Papa blesse sa fille

Loudon Wainwright III, aujourd’hui âgé de 75 ans mais toujours actif, pourrait être qualifié d’auteur-compositeur-interprète aux paroles les plus personnelles. Chez lui, pas de symbolique vague ni de poésie sombre, mais des réflexions ironiques et aussi sensibles sur sa propre vie. Cela lui a apporté peu de succès commerciaux, mais tout de même assez de notoriété pour gagner sa vie.

Il a hérité son amour pour la langue de son père, Loudon Wainwright II, chroniqueur pour le magazine la vie† Cela semblait à Loudon une profession trop solitaire, il voulait une vie plus excitante. Il parcourt le monde en troubadour moderne avec sa guitare, réalise plus d’une vingtaine d’albums et joue dans des films. Il a également fondé quelques familles entre les deux, mais cela ne s’est pas passé aussi bien.

Musicalement, tout allait bien : il épousa une bonne chanteuse, Kate McGarrigle, et eut avec elle deux enfants musiciens, Rufus et Martha Wainwright, qui le surpassèrent même en célébrité – surtout Rufus – en termes de renommée. Mais le mariage n’a pas été un succès, pas plus que sa relation suivante avec la chanteuse Suzy Roche, à propos de laquelle il a écrit l’une de ses meilleures chansons en 1986, « Ta mère et moi », a écrit. Première strophe : „Ta mère et moi vivons séparément/ Je sais que c’est con, mais nous n’étions pas très intelligents/ Tu resteras avec elle, je te rendrai visite/ A Noël, le week-end, l’été aussi

Wainwright admet qu’il chante « manifestement autobiographique ». « J’ai trouvé que cela me convenait le mieux, même si j’admire des gens comme Frank Loesser ou James Taylor qui écrivent plus généralement, ou Dylan qui a un style plus énigmatique. »

Très bien, mais dans quelle mesure ces écritures sont-elles acceptables pour les membres de la famille qui y jouent un rôle ? Sa fille Martha écrit à ce sujet dans ses mémoires récemment publiés Histoires que je pourrais regretter de vous avoir racontées† D’après l’examen à ce sujet dans Le New York Times Je comprends que Martha ait eu beaucoup de mal avec la franchise de papa.

À l’âge de quatorze ans, elle a déménagé de Montréal, où elle vivait avec sa mère, chez son père à New York pendant un an; sa mère Kate devait enregistrer un album à Londres. Martha a mal réussi à l’école à New York et est rentrée tard, où son père était souvent absent. Pourtant, ils se sont rapprochés l’un de l’autre. « J’ai commencé à ressembler davantage à mon père », écrit-elle, « comme si son ADN s’éveillait en moi. »

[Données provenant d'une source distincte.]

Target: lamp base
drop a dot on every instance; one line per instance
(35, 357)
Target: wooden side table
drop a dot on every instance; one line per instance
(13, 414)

Quelques années plus tard, elle l’accompagne lors d’une tournée au Royaume-Uni, chantant également des duos père-fille. Une nuit, Loudon a chanté sa belle chanson « Je préfère être seul » d’un homme qui préfère vivre seul. †Je pense que j’ai besoin d’espace/ Chaque jour tu es dans mon visage/ Comment puis-je me débarrasser de toi/ Je préfère être seul. un être humain comme moi

J’ai toujours pensé que Wainwright chantait ici sur la vie avec l’un de ses nombreux anciens partenaires. Martha, apparemment aussi, jusqu’à ce qu’assise dans le hall, elle l’entende expliquer au public un soir que la chanson parlait de l’année qu’il avait été forcé de passer avec sa fille adolescente. Elle avait éclaté en sanglots et avait voulu quitter la salle, mais le spectacle devait continuer et elle remonta sur scène.

Cela montre une fois de plus que les textes sensibles ne sont pas toujours écrits par des personnes sensibles.